Ivan laughs. “You must keep your sense of humor. Sometimes the best way to
tell the truth is indirectly.”
“And that isn’t deceit?”
“Not when it is poetry. Or fiction.”
“You think I should make up stories?”
“You won’t make them up. You can tell what you know, what you remember. If
that is what you choose to do.”
“What about him? Will he remember this time? Or be able to perceive the
truth if I do tell it?”
“He must not determine your conduct.”
“He always determines my conduct.”
“He has always determined your conduct. That is the choice you have made.”
“We’re primary soul kin. Of course he influences me.”

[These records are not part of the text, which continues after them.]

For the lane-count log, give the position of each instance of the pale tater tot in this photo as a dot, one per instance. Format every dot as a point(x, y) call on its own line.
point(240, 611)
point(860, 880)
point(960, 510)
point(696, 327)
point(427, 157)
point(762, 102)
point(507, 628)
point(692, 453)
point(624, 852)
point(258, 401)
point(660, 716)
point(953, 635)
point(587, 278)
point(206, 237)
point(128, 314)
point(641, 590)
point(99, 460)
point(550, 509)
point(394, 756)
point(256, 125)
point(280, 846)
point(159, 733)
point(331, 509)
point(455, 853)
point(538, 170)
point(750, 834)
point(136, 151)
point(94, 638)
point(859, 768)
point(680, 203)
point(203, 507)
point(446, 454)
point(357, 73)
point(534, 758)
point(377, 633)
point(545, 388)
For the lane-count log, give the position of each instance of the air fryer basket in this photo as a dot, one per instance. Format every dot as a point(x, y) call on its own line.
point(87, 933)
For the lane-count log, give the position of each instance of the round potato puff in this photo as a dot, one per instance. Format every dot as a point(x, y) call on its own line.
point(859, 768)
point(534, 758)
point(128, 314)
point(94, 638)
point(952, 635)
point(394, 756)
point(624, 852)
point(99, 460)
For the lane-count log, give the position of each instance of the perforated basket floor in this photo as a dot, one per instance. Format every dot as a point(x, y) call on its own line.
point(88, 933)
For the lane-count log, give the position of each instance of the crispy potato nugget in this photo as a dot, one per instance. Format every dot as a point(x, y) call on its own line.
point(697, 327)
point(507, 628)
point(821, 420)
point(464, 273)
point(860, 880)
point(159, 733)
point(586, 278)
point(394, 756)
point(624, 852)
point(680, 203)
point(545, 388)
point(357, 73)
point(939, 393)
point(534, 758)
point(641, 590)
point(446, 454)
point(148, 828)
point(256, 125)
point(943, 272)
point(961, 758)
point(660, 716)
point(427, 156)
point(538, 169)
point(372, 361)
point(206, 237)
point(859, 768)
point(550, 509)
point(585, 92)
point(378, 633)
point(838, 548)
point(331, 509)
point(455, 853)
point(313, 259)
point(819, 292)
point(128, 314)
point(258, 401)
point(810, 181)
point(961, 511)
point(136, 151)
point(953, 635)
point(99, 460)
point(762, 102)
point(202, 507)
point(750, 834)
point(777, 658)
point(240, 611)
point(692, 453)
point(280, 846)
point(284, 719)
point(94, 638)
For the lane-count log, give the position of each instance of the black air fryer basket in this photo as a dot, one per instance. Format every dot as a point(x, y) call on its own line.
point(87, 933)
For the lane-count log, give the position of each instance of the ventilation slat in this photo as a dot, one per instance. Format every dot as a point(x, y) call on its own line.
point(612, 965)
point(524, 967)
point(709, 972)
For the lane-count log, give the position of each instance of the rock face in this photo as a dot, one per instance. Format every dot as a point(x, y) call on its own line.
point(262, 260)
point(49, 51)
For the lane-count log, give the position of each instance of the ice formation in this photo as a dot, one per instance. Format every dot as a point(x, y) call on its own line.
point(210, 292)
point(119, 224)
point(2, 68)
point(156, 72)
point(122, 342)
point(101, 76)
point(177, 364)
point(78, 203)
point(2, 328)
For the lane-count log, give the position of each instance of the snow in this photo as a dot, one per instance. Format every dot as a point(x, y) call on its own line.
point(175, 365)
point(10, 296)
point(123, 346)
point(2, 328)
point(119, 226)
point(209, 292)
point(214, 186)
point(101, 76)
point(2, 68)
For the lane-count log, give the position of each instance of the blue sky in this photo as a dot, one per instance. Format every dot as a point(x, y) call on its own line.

“Influence and determination are quite different. You travel together. You
influence each other. But you are independent entities. And, quite frankly,
you are stuck. It’s as severe a case of soul-stasis as I’ve ever seen. It’s
frustrating to observe.”
“Aren’t you supposed to be infinitely patient? Isn’t that one of the
prerequisites of Master-status?”
“Believe me, watching you two is an exercise in infinite patience. The task
you’ve chosen--to broaden the scope of your loving--may help. He’s not the
only soul in Magna-Creation to deserve your attention. It might be nice, for
instance, if you paid more attention to your children. They could teach you
something. The souls of children almost always have knowledge of truth
superior to that of their parents. It’s one of the great cosmic ironies.”
“Why is that?”
“Because you choose parents on the basis of the challenges and opportunities
for growth they can provide. You’ve chosen a task of speaking the truth. So
the parents you have chosen will challenge you to speak. Silence will be the
way they communicate--refusal to speak. You will have to work very hard,
very early when such work is easiest, to find a voice at all. But the voice
you develop, in the face of silence, will be articulate and strong. It will
have to be.”
“Sounds like a lot of fun.”
Ivan grimaces. “Fun? It must be time for you to go. Fun is not a subject for
serious discussion here. Play, yes. Fun--strictly earth stuff--and pretty
sophomoric at that.”
“Do you ever have opportunities for professional development?”
“Why do you ask?”
“Because I still think you need to work on patience.”
“It’s definitely time. “
And though she’d been in and out of her new body for months, suddenly she
found herself confined to the small body in her mother’s womb. Comfortable
enough for the moment, though she knew comfort wouldn’t last long. She’d
done this many times before, too. When the contractions began, she’d be all
body. She wouldn’t even be able to make contact with Ivan or the others. It
wasn’t painful, exactly, simply disorienting. And then she’d be in her
mother’s stiff arms, and eye-to-bloodshot-eye with her father--Anne and
Edward--Edward and Anne. And another lifetime would begin.